Ich lasse jetzt ein paar Bilder für sich sprechen.


Schachmatt!








Traumhaft schön!


Jedes einzelne Schild wurde mit Hand geschrieben!

 Mein schönstes Andenken habe ich in Form einer DVD mitgenommen. Man kann nämlich selbst auf einem Besen reiten und wird dabei gefilmt :)

Die Tour hat bestimmte An- und Abreisezeiten und da wir wieder früh zurück waren, gingen wir zur Tower Bridge.
Eine sehr schöne Brücke, mir haben die Verzierungen sehr gefallen.

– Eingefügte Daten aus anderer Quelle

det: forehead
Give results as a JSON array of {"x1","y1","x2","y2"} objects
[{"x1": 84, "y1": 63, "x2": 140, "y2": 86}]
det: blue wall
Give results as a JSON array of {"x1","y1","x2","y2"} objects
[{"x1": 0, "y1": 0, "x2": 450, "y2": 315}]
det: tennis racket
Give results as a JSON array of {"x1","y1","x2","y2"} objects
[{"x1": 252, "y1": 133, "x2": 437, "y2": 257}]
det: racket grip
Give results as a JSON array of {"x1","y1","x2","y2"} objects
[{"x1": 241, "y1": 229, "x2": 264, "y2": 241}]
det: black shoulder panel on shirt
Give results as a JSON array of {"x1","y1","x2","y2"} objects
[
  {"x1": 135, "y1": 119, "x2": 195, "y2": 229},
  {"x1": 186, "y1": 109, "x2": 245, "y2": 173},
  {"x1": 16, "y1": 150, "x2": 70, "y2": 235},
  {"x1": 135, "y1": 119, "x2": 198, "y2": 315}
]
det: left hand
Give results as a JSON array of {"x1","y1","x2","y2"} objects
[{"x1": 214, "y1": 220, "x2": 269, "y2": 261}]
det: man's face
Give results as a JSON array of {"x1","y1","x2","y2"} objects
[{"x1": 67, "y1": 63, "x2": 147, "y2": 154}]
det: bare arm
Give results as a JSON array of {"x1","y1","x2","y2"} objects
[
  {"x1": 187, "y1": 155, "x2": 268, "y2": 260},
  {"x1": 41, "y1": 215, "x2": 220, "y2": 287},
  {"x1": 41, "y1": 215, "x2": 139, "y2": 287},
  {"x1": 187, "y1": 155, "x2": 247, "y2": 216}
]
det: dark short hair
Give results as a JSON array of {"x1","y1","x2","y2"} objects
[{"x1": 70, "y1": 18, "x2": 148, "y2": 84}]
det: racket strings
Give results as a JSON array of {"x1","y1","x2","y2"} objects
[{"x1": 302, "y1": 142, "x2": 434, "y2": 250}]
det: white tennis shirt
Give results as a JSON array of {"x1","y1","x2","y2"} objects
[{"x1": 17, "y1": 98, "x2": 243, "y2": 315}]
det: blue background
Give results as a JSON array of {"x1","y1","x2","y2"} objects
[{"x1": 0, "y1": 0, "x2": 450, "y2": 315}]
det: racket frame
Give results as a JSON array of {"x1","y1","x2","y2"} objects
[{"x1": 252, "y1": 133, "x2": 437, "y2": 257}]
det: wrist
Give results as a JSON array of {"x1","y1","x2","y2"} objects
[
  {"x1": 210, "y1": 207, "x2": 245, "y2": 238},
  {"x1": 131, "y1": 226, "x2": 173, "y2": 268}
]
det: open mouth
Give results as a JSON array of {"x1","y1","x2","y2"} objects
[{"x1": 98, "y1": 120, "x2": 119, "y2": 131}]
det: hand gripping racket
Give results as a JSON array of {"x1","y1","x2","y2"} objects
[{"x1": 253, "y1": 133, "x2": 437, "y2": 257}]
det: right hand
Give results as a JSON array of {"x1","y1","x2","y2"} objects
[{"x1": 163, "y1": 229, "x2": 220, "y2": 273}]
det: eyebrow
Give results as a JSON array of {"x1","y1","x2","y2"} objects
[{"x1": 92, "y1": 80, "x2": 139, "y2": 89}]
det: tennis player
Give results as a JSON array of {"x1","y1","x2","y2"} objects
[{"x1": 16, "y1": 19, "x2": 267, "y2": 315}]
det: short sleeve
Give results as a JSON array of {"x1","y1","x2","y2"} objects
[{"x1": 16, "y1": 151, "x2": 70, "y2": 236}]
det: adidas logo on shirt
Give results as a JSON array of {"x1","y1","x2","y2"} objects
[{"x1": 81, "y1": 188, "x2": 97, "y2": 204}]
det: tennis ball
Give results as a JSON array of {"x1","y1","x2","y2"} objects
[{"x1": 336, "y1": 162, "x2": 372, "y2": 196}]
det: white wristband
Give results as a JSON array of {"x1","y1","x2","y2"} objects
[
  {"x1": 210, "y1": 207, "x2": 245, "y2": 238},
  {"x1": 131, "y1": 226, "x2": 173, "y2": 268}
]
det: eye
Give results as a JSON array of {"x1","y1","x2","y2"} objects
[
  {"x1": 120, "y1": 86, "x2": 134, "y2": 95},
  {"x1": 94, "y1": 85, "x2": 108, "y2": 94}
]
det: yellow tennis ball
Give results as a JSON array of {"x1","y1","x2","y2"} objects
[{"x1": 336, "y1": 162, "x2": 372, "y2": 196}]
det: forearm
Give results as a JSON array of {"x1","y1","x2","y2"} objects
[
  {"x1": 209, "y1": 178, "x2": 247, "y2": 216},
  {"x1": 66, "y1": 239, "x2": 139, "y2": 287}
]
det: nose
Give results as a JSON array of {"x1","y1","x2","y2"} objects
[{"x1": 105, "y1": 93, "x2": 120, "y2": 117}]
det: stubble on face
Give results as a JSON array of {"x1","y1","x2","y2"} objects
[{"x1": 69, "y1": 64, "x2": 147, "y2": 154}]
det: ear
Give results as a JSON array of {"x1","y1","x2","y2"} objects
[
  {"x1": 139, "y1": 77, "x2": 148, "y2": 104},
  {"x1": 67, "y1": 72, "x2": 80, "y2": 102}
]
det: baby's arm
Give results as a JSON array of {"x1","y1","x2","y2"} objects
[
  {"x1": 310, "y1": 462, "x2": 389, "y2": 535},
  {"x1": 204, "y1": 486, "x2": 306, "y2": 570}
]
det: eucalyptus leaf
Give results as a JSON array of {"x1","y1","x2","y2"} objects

Wir kamen am Tower of London vorbei, wo sich momentan die Kronjuwelen befinden.

Langsam wurde es dunkel, aber davon ließen wir uns nicht abhalten und schlenderten noch zu the Shard.
Letzteres soll einen Teil Londons zum kochen gebracht haben. Das Sonnenlicht soll von dem Gebäude reflektiert worden sein und eine so starke Hitze entwickelt haben, dass ein Teppich angekokelt wurde und auf Fensterbänken Eier gebraten werden konnten.

Das Ende des Tages ließen wir mit St. Pauls ausklingen.
Auf der anderen Straßenseite saß eine Künstlerin, sie hatte die Front des Gebäudes gezeichnet. Das sah unglaublich schön aus!